As economic outlooks dim, expectations for most metals prices are falling too, and Fitch Ratings is lowering its price assumptions for an array of mining products.
In a new report, the rating agency cut its short-term price assumptions for copper, aluminium, nickel, zinc and iron, citing the prospect of deteriorating demand as economic growth slows, and the fact that prices have already pulled back.
At the same time, the effects of Europe’s energy crisis prompted Fitch to raise its price expectations for thermal coal, pointing to increased demand in Europe for coal-powered energy, as gas supplies dwindle, and strong demand in China.
While the rating agency sees lower prices for many metals, its price assumptions for gold remain unchanged, “reflecting the metal’s ‘safe haven’ investment status amid high geopolitical instability and inflationary pressures.”
In the longer term, Fitch said it expects gold prices to moderate “once geopolitical risks abate and as the interest-rate hiking cycle continues.”

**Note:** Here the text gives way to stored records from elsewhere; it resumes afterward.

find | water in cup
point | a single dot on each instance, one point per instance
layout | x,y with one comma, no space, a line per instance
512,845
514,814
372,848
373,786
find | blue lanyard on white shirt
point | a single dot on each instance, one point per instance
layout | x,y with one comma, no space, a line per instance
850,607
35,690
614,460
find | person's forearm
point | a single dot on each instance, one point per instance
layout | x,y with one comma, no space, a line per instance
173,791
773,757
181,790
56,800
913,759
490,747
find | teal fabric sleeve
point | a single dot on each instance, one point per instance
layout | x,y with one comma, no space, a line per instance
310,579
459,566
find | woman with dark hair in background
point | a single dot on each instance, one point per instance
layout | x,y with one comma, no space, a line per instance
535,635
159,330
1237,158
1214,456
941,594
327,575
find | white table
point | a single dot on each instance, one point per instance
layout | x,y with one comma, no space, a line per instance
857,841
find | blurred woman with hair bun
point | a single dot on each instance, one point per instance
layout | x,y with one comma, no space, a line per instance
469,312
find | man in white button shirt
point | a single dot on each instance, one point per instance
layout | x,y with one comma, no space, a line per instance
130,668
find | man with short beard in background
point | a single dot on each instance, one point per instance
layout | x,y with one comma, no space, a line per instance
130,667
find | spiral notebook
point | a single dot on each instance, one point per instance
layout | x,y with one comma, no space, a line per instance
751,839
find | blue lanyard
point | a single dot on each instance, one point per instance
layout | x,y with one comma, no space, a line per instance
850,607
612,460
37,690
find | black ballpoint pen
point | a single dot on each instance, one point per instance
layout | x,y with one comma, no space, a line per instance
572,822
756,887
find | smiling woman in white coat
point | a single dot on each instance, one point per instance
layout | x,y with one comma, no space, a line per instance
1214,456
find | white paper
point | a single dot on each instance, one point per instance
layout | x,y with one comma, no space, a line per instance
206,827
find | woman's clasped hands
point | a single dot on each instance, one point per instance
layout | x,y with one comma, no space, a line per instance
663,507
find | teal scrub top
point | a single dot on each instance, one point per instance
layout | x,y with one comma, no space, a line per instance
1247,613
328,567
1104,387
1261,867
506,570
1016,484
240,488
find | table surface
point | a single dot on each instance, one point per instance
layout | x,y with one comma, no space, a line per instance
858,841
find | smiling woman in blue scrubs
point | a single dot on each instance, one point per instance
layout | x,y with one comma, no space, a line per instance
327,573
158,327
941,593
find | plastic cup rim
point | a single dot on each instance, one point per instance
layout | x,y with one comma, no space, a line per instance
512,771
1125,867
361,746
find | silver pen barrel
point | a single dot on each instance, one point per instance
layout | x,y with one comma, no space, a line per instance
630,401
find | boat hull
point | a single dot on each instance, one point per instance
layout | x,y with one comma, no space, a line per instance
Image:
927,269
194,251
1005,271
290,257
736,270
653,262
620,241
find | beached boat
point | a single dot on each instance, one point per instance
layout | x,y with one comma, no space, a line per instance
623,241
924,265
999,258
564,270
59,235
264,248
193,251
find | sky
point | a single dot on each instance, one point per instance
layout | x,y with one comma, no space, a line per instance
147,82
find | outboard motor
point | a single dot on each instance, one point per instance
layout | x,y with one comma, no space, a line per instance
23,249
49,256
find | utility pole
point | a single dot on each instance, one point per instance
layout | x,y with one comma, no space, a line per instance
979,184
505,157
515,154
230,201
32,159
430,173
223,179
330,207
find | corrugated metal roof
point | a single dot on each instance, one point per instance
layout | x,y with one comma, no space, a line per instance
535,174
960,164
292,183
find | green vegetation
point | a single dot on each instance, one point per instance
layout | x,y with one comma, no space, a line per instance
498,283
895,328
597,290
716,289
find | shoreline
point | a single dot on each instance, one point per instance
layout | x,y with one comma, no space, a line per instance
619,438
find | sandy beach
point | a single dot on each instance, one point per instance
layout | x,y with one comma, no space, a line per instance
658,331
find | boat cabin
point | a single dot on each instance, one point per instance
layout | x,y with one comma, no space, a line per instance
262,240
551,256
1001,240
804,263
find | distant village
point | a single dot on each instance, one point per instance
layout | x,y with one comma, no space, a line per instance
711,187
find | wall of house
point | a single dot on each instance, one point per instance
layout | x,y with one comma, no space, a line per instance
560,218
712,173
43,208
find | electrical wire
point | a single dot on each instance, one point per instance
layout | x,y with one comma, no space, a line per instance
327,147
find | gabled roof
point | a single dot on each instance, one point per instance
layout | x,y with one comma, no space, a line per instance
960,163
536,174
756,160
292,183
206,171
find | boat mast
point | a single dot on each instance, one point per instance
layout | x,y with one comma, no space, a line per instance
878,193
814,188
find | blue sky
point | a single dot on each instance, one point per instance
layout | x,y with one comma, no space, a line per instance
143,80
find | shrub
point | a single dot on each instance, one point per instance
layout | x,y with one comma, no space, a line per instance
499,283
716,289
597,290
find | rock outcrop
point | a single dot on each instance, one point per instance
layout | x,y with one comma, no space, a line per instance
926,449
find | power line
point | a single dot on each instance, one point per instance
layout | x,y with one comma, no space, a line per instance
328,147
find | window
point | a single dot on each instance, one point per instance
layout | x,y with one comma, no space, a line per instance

Similarly, short-term issues aside, the rating agency’s medium- and long-term price assumptions for many of the base metals remain unchanged.
For example, the report said increased demand for electric vehicles over the longer term should support nickel prices.
Similarly, copper’s prospects “remain solid” in the medium term, it said, “due to the energy transition accounting for 50% of growth in global copper demand anticipated over the next five years.”